Тележий поток внёс Сокрушителей за ворота, прямо в Ремесленное кольцо – район мастеров Славгорода, опоясывающий столицу вдоль городских стен. Тут жили и работали гончары, кожевники, стеклоделы, кузнецы, хлебопёки, косторезы, плотники – в общем, те славгородцы, у кого руки произрастали из плеч.
Сокрушители отделились от вереницы повозок, и очень вовремя: бредущие мимо лошади уже стали фыркать и подозрительно коситься на Кощея, чуя его поганое естество.
Недалеко от ворот роились возницы, приглашая пассажиров на свои многоместные подводы.
– Ерохино, Е-е-ерохино, до Ерохино путь держим, осталось два места! – нараспев зазывал один из них, указывая на свою немолодую телегу.
– Плата какая? – поинтересовалась у него дородная баба с полными лукошками.
– Пять морковок, – деловито ответил возница.
– Отчего ж дорого так, мил человек?! – удивилась женщина.
– А чего ж ты хотела? – вопросом на вопрос огрызнулся нахмурившийся извозчик. – Дорожную подать опять повысили. Низкий поклон князю, тудыть его в грибы! Не хошь ехати – иди пешком два дня, но бесплатно!
– Ладно, ладно, на вот, чертяка ты жадный, – сдалась баба и сунула вознице морковный пучок.
Извозчик поморщился:
– Хоть бы от земли отряхнула! Постоянно грязную суют!
Возница брезгливо швырнул «оплату» в мешок под козлами.
– Залезай, – скомандовал он бабе и легко запрыгнул на телегу. – Всё, едем, люди добрые, Велес нам в помощь!
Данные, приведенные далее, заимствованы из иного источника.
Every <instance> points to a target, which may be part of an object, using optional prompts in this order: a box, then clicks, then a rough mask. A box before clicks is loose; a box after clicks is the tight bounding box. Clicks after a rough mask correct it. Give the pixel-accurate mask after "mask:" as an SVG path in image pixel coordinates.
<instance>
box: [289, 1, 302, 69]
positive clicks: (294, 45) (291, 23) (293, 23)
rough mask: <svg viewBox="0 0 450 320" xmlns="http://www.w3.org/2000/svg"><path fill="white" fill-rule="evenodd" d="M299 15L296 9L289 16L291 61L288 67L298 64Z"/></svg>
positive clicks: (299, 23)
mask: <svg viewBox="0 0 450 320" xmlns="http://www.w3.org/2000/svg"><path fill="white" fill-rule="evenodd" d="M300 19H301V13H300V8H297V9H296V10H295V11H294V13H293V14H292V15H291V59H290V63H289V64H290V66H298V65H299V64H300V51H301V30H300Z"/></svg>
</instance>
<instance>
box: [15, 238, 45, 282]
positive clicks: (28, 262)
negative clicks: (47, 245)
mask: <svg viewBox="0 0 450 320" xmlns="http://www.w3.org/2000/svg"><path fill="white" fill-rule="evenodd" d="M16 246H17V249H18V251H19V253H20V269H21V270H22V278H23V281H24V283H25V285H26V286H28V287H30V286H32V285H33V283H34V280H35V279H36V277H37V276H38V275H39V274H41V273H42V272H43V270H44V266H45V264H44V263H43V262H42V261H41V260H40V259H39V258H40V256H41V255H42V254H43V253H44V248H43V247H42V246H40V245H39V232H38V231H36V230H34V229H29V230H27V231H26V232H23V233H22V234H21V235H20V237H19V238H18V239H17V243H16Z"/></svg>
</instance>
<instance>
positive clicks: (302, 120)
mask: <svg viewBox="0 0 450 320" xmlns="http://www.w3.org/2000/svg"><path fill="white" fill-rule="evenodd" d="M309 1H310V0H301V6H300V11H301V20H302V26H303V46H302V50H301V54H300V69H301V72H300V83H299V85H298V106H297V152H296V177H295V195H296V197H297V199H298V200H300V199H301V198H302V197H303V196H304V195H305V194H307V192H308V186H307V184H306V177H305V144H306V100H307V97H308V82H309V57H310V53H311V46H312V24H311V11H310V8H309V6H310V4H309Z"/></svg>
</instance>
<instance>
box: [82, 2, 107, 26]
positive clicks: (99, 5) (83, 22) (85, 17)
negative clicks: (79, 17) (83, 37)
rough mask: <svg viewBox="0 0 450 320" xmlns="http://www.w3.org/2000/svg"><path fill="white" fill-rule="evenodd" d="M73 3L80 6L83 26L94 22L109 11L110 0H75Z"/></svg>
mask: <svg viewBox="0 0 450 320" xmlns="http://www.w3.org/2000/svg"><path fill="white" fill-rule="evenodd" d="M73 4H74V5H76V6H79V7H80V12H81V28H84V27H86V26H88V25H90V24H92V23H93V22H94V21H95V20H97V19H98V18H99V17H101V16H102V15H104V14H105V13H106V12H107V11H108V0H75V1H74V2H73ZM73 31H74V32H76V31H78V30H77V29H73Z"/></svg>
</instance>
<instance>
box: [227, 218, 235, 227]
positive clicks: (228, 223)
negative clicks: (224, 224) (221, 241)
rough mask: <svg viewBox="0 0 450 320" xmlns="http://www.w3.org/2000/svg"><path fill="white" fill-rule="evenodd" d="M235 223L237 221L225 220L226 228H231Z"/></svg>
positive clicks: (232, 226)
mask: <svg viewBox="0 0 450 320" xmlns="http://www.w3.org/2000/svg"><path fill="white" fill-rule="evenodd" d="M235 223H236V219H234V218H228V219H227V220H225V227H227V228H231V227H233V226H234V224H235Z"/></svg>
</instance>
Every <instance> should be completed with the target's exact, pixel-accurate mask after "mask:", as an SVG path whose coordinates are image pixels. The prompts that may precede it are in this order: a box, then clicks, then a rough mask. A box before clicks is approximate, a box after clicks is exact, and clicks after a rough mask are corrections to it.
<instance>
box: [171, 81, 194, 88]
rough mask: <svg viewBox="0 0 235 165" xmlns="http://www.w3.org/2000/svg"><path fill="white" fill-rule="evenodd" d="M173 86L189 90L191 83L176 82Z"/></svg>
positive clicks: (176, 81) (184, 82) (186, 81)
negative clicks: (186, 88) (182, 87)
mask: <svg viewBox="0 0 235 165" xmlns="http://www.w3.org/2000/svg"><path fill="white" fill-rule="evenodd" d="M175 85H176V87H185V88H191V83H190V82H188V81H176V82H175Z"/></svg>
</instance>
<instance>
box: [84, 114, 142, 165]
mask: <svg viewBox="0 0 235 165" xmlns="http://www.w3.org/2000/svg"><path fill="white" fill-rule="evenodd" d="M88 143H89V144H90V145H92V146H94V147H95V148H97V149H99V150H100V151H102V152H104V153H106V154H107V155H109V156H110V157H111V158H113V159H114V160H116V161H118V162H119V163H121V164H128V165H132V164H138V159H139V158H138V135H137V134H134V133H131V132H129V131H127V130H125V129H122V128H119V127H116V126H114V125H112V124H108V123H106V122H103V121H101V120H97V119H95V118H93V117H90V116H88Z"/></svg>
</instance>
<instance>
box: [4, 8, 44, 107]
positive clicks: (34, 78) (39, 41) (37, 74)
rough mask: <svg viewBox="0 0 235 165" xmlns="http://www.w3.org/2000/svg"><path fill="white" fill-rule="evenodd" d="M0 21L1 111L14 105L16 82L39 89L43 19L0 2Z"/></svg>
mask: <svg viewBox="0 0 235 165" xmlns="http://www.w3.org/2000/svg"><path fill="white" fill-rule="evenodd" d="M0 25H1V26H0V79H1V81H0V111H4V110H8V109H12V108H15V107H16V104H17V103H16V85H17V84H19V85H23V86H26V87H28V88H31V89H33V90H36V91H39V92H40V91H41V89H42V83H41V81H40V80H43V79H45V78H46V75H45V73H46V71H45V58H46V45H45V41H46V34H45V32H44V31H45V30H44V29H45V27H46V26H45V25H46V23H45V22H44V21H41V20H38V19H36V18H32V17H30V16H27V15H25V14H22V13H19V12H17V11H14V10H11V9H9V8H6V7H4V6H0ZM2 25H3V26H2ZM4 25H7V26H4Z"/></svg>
Я так-то перлами заморскими торгую, дело своё имею. Здеся я только ради дикой радости и вдохновления, кои испытываю в пути! – начал возница типовую байку, уставившись в лошадиный круп.
Развитие его истории Сокрушители не расслышали, уйдя далеко вперёд. Теперь они слушали ностальгические россказни Горыни.
– Это сейчас оно зовётся Ремесленное кольцо. А раньше, до изгнания нечисти, у окраин другое имя было – Ведьмин круг. И жила тут сплошная нежить. Ох, какая же здесь была веселуха, скажу я вам! Вот тут, где дегтярня, стояла баня «Тихий омут». Внутри неё была купель с живыми русалками. А у каждой – во-о-о-от такенные…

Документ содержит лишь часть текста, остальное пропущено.